Le SCRS conserverait-il encore des données sensibles de citoyens honnêtes?

En octobre 2016, la Cour fédérale avait conclu que le SCRS avait violé la loi en conservant et en analysant des données électroniques sur des gens qui ne faisaient pas l’objet d’une enquête.
Photo: Sean Kilpatrick La Presse canadienne En octobre 2016, la Cour fédérale avait conclu que le SCRS avait violé la loi en conservant et en analysant des données électroniques sur des gens qui ne faisaient pas l’objet d’une enquête.

Le SCRS n’a toujours pas réussi à s’assurer qu’il ne détient plus illégalement des renseignements sensibles sur d’honnêtes citoyens, conclut le Comité de surveillance des activités de renseignement de sécurité.

Dans son rapport annuel, le Comité de surveillance se demande même si le Service canadien du renseignement de sécurité (SCRS) sera capable de respecter ses engagements en matière d’élaboration de politiques sur la conservation et la transmission des communications impliquant des tiers, même si les services secrets ont assuré que des progrès étaient en cours.

Le Comité de surveillance « a constaté l’insuffisance actuelle des définitions, des lignes directrices et de la formation au SCRS concernant l’évaluation et la production de rapports sur les données impliquant des tiers », lit-on dans le rapport déposé mercredi.

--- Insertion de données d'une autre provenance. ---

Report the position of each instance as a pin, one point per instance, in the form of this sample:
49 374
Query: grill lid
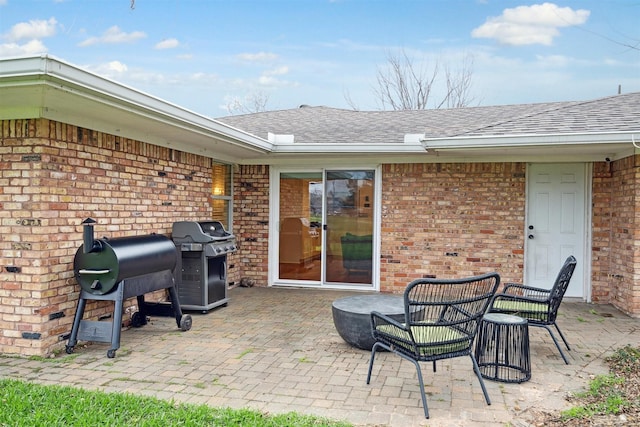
199 232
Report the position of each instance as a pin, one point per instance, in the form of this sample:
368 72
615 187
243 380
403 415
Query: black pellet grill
203 247
117 269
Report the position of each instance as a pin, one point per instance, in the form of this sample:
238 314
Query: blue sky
206 55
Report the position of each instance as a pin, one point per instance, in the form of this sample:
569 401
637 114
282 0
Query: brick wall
602 199
624 265
53 176
251 221
451 220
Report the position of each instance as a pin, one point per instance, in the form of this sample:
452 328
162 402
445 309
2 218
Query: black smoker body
118 269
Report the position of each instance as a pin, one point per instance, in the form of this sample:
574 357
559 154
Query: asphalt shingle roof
617 113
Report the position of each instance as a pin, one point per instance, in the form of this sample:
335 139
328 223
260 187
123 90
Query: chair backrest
560 285
459 303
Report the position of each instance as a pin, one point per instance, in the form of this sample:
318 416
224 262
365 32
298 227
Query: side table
502 348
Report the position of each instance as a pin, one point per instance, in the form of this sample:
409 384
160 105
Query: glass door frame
274 229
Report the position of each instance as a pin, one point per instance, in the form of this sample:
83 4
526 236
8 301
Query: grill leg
116 326
175 304
73 338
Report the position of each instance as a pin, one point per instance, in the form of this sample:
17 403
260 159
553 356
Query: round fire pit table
352 316
502 348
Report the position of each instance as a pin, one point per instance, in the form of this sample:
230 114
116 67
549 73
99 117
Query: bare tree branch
403 85
253 103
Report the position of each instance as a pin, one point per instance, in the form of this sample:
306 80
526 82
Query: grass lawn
27 404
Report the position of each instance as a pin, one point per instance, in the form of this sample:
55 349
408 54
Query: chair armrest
522 291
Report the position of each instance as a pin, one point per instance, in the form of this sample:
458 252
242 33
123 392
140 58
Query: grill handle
87 271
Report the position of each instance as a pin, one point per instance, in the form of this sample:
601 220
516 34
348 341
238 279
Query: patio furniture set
439 319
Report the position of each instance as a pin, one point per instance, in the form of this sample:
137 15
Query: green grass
26 404
608 394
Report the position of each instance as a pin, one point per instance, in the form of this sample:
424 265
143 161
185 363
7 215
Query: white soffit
44 87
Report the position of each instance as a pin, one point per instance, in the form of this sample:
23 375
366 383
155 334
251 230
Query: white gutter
354 148
529 140
73 79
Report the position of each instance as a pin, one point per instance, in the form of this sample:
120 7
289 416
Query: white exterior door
555 228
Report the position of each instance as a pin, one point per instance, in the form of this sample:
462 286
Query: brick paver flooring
277 350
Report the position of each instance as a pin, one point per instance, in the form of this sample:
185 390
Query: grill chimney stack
87 235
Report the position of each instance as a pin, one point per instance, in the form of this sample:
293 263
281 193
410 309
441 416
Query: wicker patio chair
538 306
441 321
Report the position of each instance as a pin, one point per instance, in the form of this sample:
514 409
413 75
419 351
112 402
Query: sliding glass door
349 226
326 227
300 226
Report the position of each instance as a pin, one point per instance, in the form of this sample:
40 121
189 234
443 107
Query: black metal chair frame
442 317
539 306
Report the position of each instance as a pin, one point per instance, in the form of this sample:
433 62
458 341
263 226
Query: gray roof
619 113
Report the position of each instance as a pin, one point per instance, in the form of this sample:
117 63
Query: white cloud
114 35
167 44
525 25
110 69
34 29
30 48
258 57
279 71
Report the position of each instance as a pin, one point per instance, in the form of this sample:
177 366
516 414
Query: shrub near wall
451 220
52 177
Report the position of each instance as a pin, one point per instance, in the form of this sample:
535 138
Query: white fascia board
532 140
69 78
355 147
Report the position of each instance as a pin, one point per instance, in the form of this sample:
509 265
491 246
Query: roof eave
60 91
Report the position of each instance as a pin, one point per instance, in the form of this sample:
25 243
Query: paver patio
277 350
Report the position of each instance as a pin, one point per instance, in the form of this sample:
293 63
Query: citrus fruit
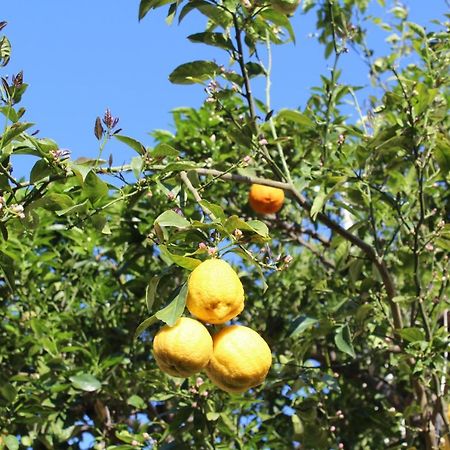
183 349
285 6
265 199
241 359
215 292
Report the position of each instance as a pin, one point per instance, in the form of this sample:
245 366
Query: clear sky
82 57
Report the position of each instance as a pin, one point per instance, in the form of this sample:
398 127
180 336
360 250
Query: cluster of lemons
235 358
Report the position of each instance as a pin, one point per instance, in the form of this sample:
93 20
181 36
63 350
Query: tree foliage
348 283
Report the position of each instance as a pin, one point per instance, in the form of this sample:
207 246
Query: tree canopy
348 283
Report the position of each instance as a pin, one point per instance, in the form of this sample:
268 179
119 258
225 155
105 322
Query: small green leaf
7 267
343 341
132 143
183 261
162 150
94 187
194 72
144 325
171 219
11 442
137 165
317 205
215 209
8 391
13 131
254 226
214 39
150 292
137 402
85 382
39 171
301 324
259 227
295 116
212 416
442 155
173 311
412 334
254 69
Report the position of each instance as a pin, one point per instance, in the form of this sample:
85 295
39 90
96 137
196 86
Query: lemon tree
326 320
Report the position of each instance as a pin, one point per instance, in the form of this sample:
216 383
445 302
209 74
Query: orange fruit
184 349
265 199
215 292
241 359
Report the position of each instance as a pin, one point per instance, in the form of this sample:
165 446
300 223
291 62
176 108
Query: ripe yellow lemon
241 359
215 292
184 349
265 199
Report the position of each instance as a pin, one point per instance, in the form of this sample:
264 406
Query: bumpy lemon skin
184 349
215 292
241 359
265 199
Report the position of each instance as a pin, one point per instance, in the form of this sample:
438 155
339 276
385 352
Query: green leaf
8 391
85 382
254 226
215 209
247 257
279 19
13 131
7 267
172 219
194 72
212 416
137 402
217 15
150 292
131 142
183 261
144 325
259 228
52 202
412 334
39 171
82 166
343 341
295 116
11 442
442 155
254 69
173 311
301 324
162 150
213 39
94 187
146 5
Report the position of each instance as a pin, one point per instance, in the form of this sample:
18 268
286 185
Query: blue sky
82 57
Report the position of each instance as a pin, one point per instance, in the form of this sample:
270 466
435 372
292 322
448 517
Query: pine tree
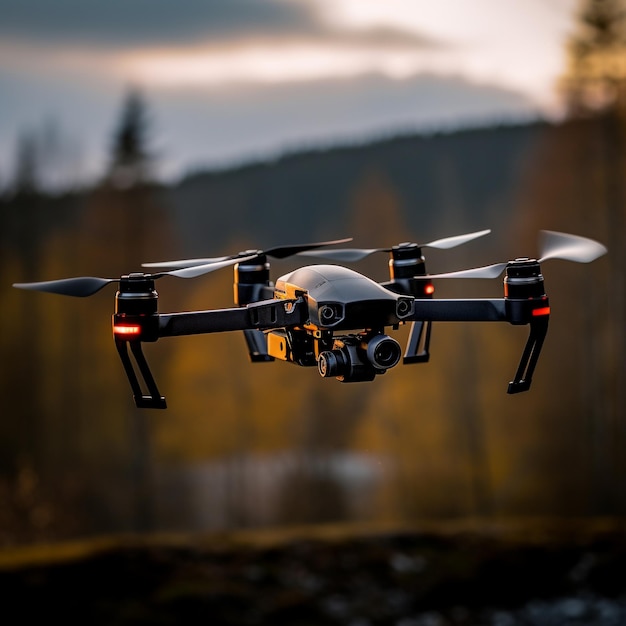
131 162
596 75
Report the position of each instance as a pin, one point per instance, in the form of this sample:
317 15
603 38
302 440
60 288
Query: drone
327 315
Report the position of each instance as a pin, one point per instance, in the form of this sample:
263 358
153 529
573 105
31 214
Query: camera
359 358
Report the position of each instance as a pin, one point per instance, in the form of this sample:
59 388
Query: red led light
129 330
544 310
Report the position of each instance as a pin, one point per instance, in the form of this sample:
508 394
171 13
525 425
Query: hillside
465 179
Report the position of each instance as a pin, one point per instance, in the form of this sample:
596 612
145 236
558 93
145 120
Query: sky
231 81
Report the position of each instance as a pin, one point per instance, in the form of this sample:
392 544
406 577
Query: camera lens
330 363
383 351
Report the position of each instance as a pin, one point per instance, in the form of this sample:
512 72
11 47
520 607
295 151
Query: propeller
82 286
348 255
277 252
553 245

Dans un jugement rendu en octobre 2016, la Cour fédérale avait conclu que le SCRS avait violé la loi en conservant et en analysant des données électroniques sur des gens qui ne faisaient pas l’objet d’une enquête. La Cour avait statué que le service d’espionnage n’aurait pas dû conserver ces métadonnées parce qu’elles n’étaient pas directement liées à une menace à la sécurité nationale.

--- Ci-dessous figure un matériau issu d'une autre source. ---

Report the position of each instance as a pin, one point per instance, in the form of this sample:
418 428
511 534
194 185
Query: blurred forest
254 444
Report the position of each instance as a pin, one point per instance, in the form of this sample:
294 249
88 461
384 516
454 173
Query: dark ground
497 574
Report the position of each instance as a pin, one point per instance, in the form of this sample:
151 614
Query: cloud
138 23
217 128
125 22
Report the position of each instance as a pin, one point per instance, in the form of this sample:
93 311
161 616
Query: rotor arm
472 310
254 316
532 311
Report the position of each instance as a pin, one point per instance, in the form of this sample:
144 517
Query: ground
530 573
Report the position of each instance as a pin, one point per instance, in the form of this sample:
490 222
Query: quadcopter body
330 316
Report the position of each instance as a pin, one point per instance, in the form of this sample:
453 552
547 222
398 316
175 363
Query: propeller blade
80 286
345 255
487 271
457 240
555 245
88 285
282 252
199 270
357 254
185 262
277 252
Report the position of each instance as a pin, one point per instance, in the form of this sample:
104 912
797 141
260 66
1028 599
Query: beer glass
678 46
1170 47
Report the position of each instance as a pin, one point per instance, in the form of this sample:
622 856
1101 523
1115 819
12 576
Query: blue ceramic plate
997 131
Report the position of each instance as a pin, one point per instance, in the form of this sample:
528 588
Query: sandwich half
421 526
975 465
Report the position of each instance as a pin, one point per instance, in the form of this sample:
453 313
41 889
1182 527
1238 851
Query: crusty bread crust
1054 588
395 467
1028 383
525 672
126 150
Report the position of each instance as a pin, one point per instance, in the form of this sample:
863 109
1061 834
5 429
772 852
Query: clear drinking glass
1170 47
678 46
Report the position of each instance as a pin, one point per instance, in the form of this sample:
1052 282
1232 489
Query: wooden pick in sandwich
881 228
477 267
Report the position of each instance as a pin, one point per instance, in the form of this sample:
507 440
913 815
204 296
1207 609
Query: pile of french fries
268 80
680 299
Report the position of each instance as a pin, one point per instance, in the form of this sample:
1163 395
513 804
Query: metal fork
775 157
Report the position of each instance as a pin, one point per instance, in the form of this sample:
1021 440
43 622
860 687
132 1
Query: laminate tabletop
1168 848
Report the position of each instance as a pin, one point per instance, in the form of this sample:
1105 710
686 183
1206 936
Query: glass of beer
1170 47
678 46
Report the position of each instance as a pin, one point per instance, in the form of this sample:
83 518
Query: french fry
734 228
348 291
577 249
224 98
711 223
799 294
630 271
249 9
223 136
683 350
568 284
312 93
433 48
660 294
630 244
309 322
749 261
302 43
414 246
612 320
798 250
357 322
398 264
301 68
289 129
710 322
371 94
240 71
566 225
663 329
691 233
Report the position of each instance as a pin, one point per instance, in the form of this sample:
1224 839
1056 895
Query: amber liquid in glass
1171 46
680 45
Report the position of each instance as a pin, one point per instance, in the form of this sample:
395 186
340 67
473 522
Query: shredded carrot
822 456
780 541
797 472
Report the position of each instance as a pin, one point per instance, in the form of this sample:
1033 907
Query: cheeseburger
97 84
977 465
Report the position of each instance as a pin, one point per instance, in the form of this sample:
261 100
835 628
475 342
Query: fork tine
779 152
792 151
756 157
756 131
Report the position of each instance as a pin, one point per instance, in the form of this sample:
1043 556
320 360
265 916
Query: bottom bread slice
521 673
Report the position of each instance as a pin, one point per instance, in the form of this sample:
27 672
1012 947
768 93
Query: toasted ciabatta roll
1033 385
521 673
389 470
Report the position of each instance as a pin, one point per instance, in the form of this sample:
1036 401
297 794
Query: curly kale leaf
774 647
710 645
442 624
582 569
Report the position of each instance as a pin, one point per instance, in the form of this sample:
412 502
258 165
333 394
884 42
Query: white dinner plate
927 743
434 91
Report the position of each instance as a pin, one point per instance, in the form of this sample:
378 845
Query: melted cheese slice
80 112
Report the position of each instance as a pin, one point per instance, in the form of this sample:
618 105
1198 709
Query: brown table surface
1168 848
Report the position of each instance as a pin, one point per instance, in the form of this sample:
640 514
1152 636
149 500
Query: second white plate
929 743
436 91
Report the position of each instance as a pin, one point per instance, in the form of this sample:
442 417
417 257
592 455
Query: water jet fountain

Les métadonnées sont des informations liées à des communications — comme des numéros de téléphone ou des adresses courriel — mais pas le contenu proprement dit de ces conversations.

Le Comité de surveillance constate aujourd’hui que le SCRS « continue à faire face aux répercussions de la décision (de la Cour fédérale) en ce qui concerne les questions plus vastes liées à la conservation et à la transmission des communications impliquant des tiers ».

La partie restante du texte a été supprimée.